Depending on the job and the season, chunks of the workday are spent filling up the dead space between deadlines and approvals and revisions while performing the appearance of diligence and tireless work ethic. During these uneventful lulls, I will passively doomscroll the Trending section on Twitter or my Instagram newsfeed, and the most flabby or slipshod or stan-brained parts obscure a lucid perspective on the overall trajectory of humanity. Earlier this week, I saw a video of a grown-ass woman firing a shotgun at a giant Target logo because they were… selling rainbow t-shirts?? In these crowded corners of social media, implied airhorns blare at all times and these internet-damaged goblins who might otherwise pass as normal in their professional and personal lives absolutely lose their shit about stuff so trivial and mundane and context-specific that it effectively has no valid comparisons elsewhere in the culture. And yet, we’re all swimming in their diarrhea.
Anyways, the headline du jour reads: “Texts from President Trump Reveal That He Said, ‘Bring Me Mike Pence and I Will Kill That Fucker Myself.’”
A ping then reverberates through my skull and it’s an email from the boss. “Hey gang! On the Viagra deck, can we fix the tagline on Page 1? It says, ‘Built to make moments that last,’ but legal says we have to say, ‘Built to make moments that last longer.’ Thanks, everyone!” I touch it up on V3.
I go back to perusing through dystopic images of the orange sky in New York City and reading attendant articles about why climate disaster is inevitable. My other direct report sends a Slack message asking about the status of the blog “5 Ways to Yassify Your Budget.”
It seems like any attempt to make sense of the discourse or the 24/7 news cycle would involve taking a long metal object like a Korean chopstick and inserting it up my nose. It would have to be pushed and pushed upward until the cribriform plate is broken and the chopstick slides directly into my brain. Wiggle it vigorously around until it is permanently lodged.
A threatening and annihilating headline zooms by: “Texas Attorney General Thinks Women Should Not Exist.”
Another ping, another email from the boss. “Also, on Page 5, the client thinks the elderly couple on the porch looks a little too horny. Can we scale that back a little and align on something more wholesome? Anyone have the bandwidth to make this edit?” I confirm that I have the bandwidth to undertake this crucial change and send a V5 with reduced horniness.
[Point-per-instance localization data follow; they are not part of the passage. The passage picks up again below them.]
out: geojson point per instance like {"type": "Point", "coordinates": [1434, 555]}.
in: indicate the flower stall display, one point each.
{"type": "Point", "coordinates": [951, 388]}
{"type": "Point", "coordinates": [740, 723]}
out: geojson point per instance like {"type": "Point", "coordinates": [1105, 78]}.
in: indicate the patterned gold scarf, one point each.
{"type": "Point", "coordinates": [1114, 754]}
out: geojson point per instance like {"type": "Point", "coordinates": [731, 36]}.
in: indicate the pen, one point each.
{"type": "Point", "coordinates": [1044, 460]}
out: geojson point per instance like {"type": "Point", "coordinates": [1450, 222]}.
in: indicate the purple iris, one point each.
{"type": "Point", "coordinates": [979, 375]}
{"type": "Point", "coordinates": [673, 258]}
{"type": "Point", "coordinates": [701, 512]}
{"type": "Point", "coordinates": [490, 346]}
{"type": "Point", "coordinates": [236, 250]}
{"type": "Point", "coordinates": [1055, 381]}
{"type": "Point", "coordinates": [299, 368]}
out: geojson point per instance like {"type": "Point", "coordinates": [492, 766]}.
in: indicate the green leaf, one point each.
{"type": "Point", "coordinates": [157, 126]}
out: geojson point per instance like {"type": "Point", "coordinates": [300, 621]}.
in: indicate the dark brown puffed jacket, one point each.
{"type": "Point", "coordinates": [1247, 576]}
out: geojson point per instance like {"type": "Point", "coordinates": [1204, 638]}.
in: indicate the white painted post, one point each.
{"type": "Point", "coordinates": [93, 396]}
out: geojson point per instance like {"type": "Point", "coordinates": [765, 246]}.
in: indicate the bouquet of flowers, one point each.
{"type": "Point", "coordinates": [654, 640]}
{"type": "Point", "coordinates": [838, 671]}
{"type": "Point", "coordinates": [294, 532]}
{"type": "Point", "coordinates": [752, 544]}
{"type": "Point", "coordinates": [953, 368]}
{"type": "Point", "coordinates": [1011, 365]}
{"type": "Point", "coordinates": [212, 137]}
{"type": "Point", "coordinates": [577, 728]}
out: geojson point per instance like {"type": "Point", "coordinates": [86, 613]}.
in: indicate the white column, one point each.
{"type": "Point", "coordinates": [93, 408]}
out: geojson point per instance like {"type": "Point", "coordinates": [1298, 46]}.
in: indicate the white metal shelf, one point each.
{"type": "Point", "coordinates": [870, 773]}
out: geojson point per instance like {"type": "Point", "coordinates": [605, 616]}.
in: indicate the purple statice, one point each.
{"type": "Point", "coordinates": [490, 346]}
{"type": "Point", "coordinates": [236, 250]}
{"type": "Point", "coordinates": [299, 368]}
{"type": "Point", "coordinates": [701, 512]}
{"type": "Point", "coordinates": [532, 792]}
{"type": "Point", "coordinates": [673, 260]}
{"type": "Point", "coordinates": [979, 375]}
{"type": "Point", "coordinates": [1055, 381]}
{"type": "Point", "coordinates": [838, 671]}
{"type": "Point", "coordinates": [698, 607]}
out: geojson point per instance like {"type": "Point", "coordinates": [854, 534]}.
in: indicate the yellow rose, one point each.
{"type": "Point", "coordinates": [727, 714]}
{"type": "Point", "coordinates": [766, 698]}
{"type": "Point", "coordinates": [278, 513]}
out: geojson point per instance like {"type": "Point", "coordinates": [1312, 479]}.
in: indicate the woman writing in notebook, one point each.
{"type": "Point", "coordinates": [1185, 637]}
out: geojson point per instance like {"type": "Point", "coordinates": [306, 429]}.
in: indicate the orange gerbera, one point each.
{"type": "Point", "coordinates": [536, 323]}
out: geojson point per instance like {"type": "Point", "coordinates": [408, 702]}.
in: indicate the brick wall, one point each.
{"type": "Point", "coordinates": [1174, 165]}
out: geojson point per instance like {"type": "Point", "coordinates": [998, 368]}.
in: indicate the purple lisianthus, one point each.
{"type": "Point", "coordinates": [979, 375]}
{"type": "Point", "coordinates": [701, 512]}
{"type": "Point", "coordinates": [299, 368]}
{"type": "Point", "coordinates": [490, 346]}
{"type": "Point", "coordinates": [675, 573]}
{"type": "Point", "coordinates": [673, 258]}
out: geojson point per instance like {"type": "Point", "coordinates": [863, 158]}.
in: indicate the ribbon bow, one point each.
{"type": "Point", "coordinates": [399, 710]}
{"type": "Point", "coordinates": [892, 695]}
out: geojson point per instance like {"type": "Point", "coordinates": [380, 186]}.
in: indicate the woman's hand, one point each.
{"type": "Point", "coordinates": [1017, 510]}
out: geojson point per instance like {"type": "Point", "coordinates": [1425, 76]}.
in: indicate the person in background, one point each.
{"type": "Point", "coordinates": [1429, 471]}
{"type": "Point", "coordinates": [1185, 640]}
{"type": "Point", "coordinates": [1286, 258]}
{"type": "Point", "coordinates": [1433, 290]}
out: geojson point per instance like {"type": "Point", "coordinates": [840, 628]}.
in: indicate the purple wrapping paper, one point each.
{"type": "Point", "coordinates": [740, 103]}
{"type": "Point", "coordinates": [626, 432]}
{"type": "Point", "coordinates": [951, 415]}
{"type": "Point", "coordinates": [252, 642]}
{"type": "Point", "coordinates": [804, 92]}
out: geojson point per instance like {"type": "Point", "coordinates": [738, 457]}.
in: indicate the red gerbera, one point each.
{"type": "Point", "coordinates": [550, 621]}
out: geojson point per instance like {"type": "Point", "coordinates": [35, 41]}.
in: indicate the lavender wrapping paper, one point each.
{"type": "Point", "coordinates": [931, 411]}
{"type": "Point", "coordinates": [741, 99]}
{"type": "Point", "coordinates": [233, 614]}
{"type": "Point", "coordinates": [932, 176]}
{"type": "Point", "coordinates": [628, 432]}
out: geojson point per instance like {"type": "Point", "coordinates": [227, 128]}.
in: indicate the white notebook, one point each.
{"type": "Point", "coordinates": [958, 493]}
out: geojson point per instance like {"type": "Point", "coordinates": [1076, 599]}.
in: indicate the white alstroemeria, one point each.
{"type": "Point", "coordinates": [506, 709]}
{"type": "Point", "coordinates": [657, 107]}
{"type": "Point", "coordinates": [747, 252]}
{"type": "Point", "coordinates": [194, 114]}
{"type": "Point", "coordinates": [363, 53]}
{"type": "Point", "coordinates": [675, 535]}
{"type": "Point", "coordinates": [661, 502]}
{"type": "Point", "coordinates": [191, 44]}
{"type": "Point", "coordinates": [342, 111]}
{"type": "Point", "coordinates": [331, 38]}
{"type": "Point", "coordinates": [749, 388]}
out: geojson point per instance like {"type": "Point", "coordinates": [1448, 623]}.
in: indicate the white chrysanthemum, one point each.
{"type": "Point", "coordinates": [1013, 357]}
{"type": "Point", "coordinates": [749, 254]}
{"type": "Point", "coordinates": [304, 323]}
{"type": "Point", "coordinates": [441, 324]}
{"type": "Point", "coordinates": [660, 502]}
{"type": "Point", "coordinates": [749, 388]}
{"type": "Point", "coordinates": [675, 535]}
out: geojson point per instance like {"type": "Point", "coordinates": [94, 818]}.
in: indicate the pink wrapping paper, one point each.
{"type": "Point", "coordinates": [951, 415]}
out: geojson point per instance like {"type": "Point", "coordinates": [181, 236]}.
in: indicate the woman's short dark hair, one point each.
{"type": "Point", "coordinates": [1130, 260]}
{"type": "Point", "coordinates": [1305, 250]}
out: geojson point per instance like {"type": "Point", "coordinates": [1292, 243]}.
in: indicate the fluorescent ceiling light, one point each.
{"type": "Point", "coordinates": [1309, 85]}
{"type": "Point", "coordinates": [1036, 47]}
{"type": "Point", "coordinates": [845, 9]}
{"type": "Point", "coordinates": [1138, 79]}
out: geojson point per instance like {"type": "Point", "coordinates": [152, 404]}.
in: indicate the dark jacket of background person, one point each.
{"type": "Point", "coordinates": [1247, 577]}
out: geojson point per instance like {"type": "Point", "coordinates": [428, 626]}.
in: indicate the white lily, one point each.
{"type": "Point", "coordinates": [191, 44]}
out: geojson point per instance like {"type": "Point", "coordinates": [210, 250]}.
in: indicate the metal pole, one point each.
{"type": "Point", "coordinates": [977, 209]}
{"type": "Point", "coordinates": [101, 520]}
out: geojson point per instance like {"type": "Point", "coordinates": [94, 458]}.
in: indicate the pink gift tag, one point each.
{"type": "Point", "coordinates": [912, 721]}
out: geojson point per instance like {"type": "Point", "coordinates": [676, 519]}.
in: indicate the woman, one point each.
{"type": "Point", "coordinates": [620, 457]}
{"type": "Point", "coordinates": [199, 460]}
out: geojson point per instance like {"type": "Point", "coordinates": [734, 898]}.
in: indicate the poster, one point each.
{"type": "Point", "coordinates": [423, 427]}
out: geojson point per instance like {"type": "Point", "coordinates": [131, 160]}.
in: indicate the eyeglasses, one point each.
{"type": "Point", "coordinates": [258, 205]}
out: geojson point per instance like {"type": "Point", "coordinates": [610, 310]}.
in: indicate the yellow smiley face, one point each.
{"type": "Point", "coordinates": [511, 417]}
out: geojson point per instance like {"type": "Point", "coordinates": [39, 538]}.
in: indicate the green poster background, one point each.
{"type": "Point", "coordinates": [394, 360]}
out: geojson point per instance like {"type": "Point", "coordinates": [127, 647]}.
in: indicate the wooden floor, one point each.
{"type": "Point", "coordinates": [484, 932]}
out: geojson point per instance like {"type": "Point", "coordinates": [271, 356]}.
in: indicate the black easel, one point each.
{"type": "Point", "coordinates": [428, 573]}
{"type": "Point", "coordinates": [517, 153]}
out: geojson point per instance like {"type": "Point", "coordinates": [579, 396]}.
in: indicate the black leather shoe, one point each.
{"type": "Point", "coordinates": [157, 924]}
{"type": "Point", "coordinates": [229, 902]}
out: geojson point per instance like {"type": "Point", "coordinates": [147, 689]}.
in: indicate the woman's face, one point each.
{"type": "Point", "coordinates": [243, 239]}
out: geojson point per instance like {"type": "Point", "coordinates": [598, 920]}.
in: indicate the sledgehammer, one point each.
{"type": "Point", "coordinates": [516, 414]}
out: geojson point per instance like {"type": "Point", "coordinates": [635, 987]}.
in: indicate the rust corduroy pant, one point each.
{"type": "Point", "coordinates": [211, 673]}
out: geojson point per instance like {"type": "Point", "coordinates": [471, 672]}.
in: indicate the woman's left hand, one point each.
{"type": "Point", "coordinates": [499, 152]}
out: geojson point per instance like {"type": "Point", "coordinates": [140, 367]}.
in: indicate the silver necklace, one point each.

My Very Online socialist friend hate-shares a feature piece from The Economist about how millions of poor people are dying because they can’t afford housing and healthcare and this is actually good for the economy. The virtual company townhall is playing full-screen on the other duel monitor, and the CEO announces that they have a surplus of $10 million due to WFH policies and record profits, so they will invest it in opening a new office and giving every team member a $20 Starbucks gift card as appreciation.
Like a sick pervert, I reflexively spring back online for some more slop, like a piggy to the troth. It appears that the Supreme Court has ruled in favor of guns being citizens.
Then one more ping, one more email from the boss. “Actually, the client kinda likes the horny old people. So let’s go back to that other V if we can. Thanks!”